I’ve wanted to be an architect my whole life—I’ve been building and drawing from the very start. I’m from a small town in Pennsylvania, and Frank Lloyd Wright’s Falling Water is nearby, in another small town in Western Pennsylvania. I think I started asking to visit when I was five or six, but they don’t allow visitors under the age of twelve, so I had to wait for years. When I finally was able to visit, it was an interesting introduction to architecture. Set above the river, it is sited not to observe the land, but to sit with it. It opened my eyes at a very young age to look at things from a different viewpoint that others might overlook.

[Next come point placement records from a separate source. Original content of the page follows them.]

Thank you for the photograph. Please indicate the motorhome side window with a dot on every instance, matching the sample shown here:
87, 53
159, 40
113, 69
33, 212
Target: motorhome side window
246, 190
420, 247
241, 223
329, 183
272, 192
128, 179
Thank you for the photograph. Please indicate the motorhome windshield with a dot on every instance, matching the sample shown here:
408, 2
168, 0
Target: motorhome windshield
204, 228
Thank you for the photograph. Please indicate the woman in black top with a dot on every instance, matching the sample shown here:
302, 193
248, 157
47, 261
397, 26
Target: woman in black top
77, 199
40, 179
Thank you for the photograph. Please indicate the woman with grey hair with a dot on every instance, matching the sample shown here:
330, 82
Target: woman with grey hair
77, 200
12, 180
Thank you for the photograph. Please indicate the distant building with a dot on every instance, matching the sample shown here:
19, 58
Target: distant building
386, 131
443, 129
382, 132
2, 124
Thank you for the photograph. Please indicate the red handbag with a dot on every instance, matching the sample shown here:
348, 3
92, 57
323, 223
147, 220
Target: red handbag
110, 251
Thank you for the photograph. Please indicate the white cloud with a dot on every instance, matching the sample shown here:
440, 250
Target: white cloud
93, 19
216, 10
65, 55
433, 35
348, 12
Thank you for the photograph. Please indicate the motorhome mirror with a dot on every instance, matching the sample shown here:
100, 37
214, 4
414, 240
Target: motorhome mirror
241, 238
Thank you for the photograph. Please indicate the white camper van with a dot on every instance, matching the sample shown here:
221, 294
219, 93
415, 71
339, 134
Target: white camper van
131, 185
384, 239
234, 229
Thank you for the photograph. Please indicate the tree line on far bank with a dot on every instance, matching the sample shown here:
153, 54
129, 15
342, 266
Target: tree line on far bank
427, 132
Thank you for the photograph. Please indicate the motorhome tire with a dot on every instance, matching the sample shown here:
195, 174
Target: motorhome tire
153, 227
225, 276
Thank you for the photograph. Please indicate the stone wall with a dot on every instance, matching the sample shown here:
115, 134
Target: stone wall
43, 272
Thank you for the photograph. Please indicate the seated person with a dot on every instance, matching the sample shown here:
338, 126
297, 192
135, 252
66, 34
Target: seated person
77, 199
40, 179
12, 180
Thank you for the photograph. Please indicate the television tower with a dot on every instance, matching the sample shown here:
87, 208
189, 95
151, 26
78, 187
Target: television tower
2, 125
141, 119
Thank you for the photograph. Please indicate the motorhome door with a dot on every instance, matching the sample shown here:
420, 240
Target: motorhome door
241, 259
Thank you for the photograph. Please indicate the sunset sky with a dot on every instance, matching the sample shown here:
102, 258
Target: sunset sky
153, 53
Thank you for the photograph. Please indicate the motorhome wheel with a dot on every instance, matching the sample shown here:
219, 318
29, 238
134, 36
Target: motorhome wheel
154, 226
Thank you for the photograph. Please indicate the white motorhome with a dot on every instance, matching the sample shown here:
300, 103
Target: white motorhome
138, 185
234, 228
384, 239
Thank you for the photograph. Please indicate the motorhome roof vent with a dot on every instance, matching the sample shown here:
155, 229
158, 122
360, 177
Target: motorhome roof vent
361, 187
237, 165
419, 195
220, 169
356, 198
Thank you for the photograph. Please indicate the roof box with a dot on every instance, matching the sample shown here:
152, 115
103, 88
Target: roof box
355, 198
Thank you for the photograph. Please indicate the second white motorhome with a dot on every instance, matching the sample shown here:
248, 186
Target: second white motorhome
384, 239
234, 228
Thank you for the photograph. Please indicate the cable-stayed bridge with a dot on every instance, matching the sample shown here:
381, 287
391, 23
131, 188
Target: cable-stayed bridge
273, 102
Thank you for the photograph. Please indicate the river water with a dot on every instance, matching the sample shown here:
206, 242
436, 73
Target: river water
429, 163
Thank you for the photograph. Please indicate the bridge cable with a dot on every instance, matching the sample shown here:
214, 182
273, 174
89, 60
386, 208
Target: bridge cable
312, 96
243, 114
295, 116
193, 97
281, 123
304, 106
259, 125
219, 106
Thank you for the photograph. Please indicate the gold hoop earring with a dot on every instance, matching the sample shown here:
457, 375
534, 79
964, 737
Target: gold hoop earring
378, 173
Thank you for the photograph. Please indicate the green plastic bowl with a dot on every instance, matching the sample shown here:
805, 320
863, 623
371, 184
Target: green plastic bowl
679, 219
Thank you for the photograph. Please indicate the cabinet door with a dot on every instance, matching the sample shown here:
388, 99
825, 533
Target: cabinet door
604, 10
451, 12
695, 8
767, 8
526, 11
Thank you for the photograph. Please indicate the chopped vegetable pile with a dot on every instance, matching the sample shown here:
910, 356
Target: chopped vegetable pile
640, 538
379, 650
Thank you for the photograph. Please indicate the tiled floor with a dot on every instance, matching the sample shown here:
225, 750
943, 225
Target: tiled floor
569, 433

What’s the one thing you love most about what you do?
I love the client relationships, I really do—working with them to learn about their dreams, their goals, how they want to live, then helping to make them happen—it’s a gift.

A collaborative design process is a journey, and every home has a narrative. Architecture and design, in a way, are about telling that story.

Who—or what—inspires you?
I’m inspired by the collaboration that our profession allows. I also spend a lot of time in nature, and draw inspiration from the outdoors wherever I am. And I’m inspired by Australia, by its culture and celebration of craft and materials, developed in part by the historic difficulty in importing materials.

What’s the single best business or creative advice you’ve ever received?
During the recession, I was looking to make a change, and decided to relocate from Seattle to San Francisco. As architects do, I pulled together my portfolio. I was advised to do a “dry run,” so I presented it to a firm I knew in Seattle for feedback. The response I received was, ‘It’s very good, you are obviously talented, but that’s not enough.’ It was life-changing advice that pushed me to take something from good to exceptional. I did that, and used the revised portfolio to land a job with my first-choice firm in San Francisco.

Persevering, and pushing through from good to exceptional, is a practice I’ve kept with me for the last 15 years.

If you weren’t doing this, what would you be up to?
I think I would be a coach, or a therapist. They share some important similarities with design, guiding people on a journey of self-discovery.

How do you love spending time outside of work?
Really, anything outside—skiing, hiking, frisbee with my dog.

What is one thing that most people don’t know about you?
I’m an amateur dream analyst.

If you really pay attention, dreams reveal so much. The narrative, the body language, the way people retell their dreams—those are all part of the interpretation.

The last book you read?
“Cloud Cuckoo Land”, by Anthony Doerr, which inspired me to read his first book, “All The Light We Cannot See”. One of my favorite books is “The Golden Gate”, by Vikram Seth, a novel written entirely in verse.

Where do you live and what are your two “top” things you love about it?
I live in SOMA, and I have a great view of the sunrise. I appreciate a sunset view, but I’m learning that sunrises are all different too. I’m developing an alternate point of view.